I put this point into the coin-tossing example, but it's pretty easy to see why it needs to go this way in cases of action.
But I still think that the key question here is whether the beginning of a trying is itself an action...
Posted by: jon kvanvig | June 05, 2005 at 06:54 AM
As I read him, Jon Kvanvig is agreeing that Frankfurt interveners do not deprive agents of the ability to do otherwise. He proposes a different style of story in which "Kvanig Interveners" somehow make it metaphysically necessary that agents do what they do. That might be an interesting discussion, but it has not much to do with Frankfurt. Is everyone else prepared to so readily give up on Frankfurt style cases?
Posted by: Terrance Tomkow | June 06, 2005 at 11:28 AM
I'm not sure why you say that my view "has not much to do with Frankfurt." It does. Here's how. Suppose we determine what kind of modal strength one wishes for the claim that one can't do otherwise (personal impossibility, counterfactual impossibility, nomological impossibility, logical impossibility, etc.). Frankfurt's examples did not specify any particular kind of modal strength involved in the claim that one can't do otherwise. That allows a Vihvelin-style response that the argument fails: just read the necessity required in the conclusion of the reductio to exceed that of the Frankfurt-claim about the example (her premise (2)). One can block that response by constructing a case where the second premise has the strongest kind of modal strength, since then it will be impossible to require the conclusion to have a more demanding kind of modal strength than the second premise.
Posted by: jon kvanvig | June 06, 2005 at 02:49 PM
Frankfurt told a story in which someone just like us, cannot do other than he does. But, Frankfurt argued, this person is still responsible for what he does (because he's just like us). Vihvelin shows that you can only conclude that the agent in a Frankfurt story can't do otherwise if you commit the fatalist fallacy. You say. "No big deal. Let's just tell a story in which it is metaphysically impossible for someone to do otherwise." That would certainly get you where the fatalist fallacy is supposed to take you but:
a) while it is true that Frankfurt is cagey about the relevant sense of "could have done otherwise" no one could possibly have taken is story as describing an individual for whom doing otherwise was metaphysically impossible. His was a contingent intervener.
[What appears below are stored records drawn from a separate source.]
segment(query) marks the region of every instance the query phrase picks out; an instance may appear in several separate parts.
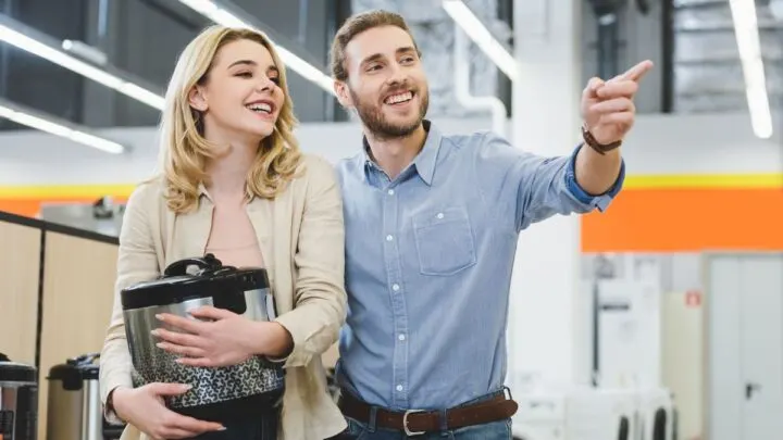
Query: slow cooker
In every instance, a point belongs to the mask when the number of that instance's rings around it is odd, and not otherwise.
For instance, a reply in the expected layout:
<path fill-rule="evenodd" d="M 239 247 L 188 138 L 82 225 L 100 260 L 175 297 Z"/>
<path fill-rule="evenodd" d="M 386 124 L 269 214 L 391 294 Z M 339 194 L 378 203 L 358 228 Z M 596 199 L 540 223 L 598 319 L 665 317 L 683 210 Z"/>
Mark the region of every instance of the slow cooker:
<path fill-rule="evenodd" d="M 285 382 L 282 365 L 266 362 L 263 356 L 226 367 L 182 365 L 175 362 L 177 354 L 158 348 L 157 338 L 150 335 L 165 326 L 157 314 L 195 319 L 189 312 L 204 305 L 252 320 L 273 320 L 275 303 L 265 269 L 224 266 L 213 254 L 185 259 L 169 265 L 158 279 L 123 289 L 121 301 L 134 387 L 151 382 L 190 385 L 192 388 L 185 394 L 165 398 L 166 406 L 214 422 L 258 414 L 279 401 Z"/>
<path fill-rule="evenodd" d="M 0 353 L 0 439 L 38 440 L 36 372 Z"/>

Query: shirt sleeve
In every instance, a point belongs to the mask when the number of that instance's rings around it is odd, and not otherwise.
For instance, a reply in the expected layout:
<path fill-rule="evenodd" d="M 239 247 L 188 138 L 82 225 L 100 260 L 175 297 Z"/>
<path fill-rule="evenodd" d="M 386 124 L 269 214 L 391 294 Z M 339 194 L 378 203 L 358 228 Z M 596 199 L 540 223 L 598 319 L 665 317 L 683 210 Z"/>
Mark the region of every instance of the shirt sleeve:
<path fill-rule="evenodd" d="M 297 266 L 294 310 L 277 317 L 294 348 L 271 362 L 304 366 L 337 341 L 345 323 L 345 225 L 336 173 L 323 160 L 312 161 L 304 214 L 294 261 Z"/>
<path fill-rule="evenodd" d="M 104 416 L 116 422 L 107 407 L 109 394 L 117 387 L 133 388 L 133 362 L 125 337 L 125 322 L 120 292 L 133 284 L 154 279 L 160 275 L 160 262 L 149 226 L 148 189 L 137 189 L 130 196 L 123 217 L 117 251 L 117 272 L 114 305 L 100 355 L 100 398 Z"/>
<path fill-rule="evenodd" d="M 570 155 L 542 156 L 488 133 L 475 161 L 485 200 L 498 201 L 518 232 L 556 214 L 606 211 L 622 189 L 625 163 L 609 191 L 591 196 L 576 181 L 576 154 L 581 148 L 577 146 Z"/>

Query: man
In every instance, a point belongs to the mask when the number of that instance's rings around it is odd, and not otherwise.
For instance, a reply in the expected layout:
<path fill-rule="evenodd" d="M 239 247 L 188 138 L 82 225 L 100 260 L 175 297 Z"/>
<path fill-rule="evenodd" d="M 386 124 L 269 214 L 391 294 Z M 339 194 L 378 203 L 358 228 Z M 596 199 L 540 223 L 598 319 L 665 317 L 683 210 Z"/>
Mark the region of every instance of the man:
<path fill-rule="evenodd" d="M 447 136 L 424 120 L 427 79 L 399 15 L 349 18 L 332 59 L 338 99 L 364 133 L 361 153 L 337 166 L 345 436 L 509 439 L 517 404 L 504 388 L 505 330 L 518 235 L 554 214 L 604 210 L 620 191 L 617 147 L 651 63 L 591 80 L 582 111 L 593 147 L 545 159 L 493 134 Z"/>

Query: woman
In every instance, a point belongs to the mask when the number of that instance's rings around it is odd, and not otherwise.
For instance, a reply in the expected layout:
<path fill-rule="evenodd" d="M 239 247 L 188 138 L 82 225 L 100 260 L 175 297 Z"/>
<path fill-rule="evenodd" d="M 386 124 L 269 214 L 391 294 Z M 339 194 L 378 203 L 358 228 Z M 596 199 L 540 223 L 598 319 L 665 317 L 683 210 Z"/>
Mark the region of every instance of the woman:
<path fill-rule="evenodd" d="M 332 166 L 300 153 L 295 122 L 284 65 L 262 34 L 214 26 L 184 50 L 161 122 L 161 176 L 134 191 L 120 236 L 100 386 L 107 415 L 128 424 L 123 440 L 321 440 L 345 428 L 321 364 L 345 318 L 343 206 Z M 265 267 L 279 316 L 253 323 L 204 307 L 194 315 L 215 320 L 187 340 L 162 331 L 159 347 L 196 366 L 283 362 L 282 411 L 222 426 L 164 406 L 185 386 L 133 388 L 120 291 L 206 253 Z"/>

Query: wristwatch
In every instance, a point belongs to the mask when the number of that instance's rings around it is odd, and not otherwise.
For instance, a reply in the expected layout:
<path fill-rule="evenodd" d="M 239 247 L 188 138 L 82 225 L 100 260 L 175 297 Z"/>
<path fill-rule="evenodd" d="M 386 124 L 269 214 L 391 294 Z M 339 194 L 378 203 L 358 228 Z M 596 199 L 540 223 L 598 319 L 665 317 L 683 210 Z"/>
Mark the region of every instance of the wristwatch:
<path fill-rule="evenodd" d="M 119 387 L 117 387 L 119 388 Z M 125 420 L 120 418 L 116 411 L 114 410 L 114 391 L 116 391 L 116 388 L 109 391 L 109 395 L 107 397 L 107 403 L 103 405 L 103 417 L 113 425 L 124 425 Z"/>
<path fill-rule="evenodd" d="M 614 150 L 622 144 L 622 140 L 618 140 L 608 144 L 598 143 L 598 141 L 595 139 L 595 137 L 593 137 L 593 134 L 589 133 L 585 125 L 582 125 L 582 138 L 584 139 L 585 143 L 587 143 L 593 150 L 597 151 L 599 154 L 606 154 L 607 151 Z"/>

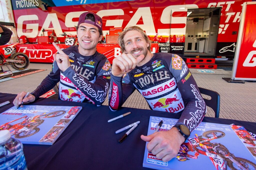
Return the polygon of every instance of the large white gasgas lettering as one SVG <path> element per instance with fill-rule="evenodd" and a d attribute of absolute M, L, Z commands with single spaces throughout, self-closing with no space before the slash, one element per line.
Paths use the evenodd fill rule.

b) You haven't told the story yet. It seems to me the only way such a story can be told is by describing an agent who is very different from us. He will have to have a different metaphysical essence from ordinary folk. Would we want to say that someone for whom doing otherwise is metaphysically impossible was responsible nevertheless? I dunno. Tell your story.
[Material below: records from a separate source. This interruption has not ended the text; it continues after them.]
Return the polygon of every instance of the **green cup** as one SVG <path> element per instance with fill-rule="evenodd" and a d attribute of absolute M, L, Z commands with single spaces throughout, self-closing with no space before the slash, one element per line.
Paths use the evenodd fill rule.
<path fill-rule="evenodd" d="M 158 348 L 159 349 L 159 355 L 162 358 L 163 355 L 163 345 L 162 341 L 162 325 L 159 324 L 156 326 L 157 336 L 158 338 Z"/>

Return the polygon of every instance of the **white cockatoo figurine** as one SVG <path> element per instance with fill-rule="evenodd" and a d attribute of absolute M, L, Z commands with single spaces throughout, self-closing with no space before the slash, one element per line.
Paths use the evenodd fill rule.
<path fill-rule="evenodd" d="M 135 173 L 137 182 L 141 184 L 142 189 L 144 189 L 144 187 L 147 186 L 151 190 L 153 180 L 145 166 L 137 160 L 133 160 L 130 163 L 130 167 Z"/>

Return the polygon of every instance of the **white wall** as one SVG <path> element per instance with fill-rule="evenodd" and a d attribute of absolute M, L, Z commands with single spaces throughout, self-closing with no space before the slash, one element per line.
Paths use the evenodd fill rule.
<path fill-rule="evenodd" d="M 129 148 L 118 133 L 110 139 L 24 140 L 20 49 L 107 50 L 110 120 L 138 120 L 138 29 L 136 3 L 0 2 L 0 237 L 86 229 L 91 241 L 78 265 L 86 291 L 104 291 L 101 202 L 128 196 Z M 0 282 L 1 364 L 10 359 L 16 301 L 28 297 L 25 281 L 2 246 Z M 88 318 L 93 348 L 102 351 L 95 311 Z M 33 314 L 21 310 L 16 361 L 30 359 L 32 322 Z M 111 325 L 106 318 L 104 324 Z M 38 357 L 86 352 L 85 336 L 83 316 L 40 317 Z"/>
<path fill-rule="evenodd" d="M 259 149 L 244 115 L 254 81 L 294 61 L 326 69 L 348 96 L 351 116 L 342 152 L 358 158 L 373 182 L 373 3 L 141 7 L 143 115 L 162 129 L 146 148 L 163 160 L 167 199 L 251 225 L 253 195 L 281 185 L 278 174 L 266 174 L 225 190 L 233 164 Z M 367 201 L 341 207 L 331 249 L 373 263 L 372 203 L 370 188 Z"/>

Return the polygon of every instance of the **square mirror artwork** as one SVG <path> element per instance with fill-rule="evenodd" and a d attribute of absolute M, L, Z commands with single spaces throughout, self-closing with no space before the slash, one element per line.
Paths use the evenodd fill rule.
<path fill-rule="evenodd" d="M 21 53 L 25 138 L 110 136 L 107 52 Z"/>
c) Frankfurt stories are typically taken as showing something about the compatibility of responsibility and nomological determinism. Will a Kvanvig story convince us of the compatibility of freewill and logical/metaphysical determinism? If so it will be a very interesting story. It will certainly make look foolish all those people who have spent careers worrying about the compatibility of responsibility with mere nomological determinism. I look forward to hearing it.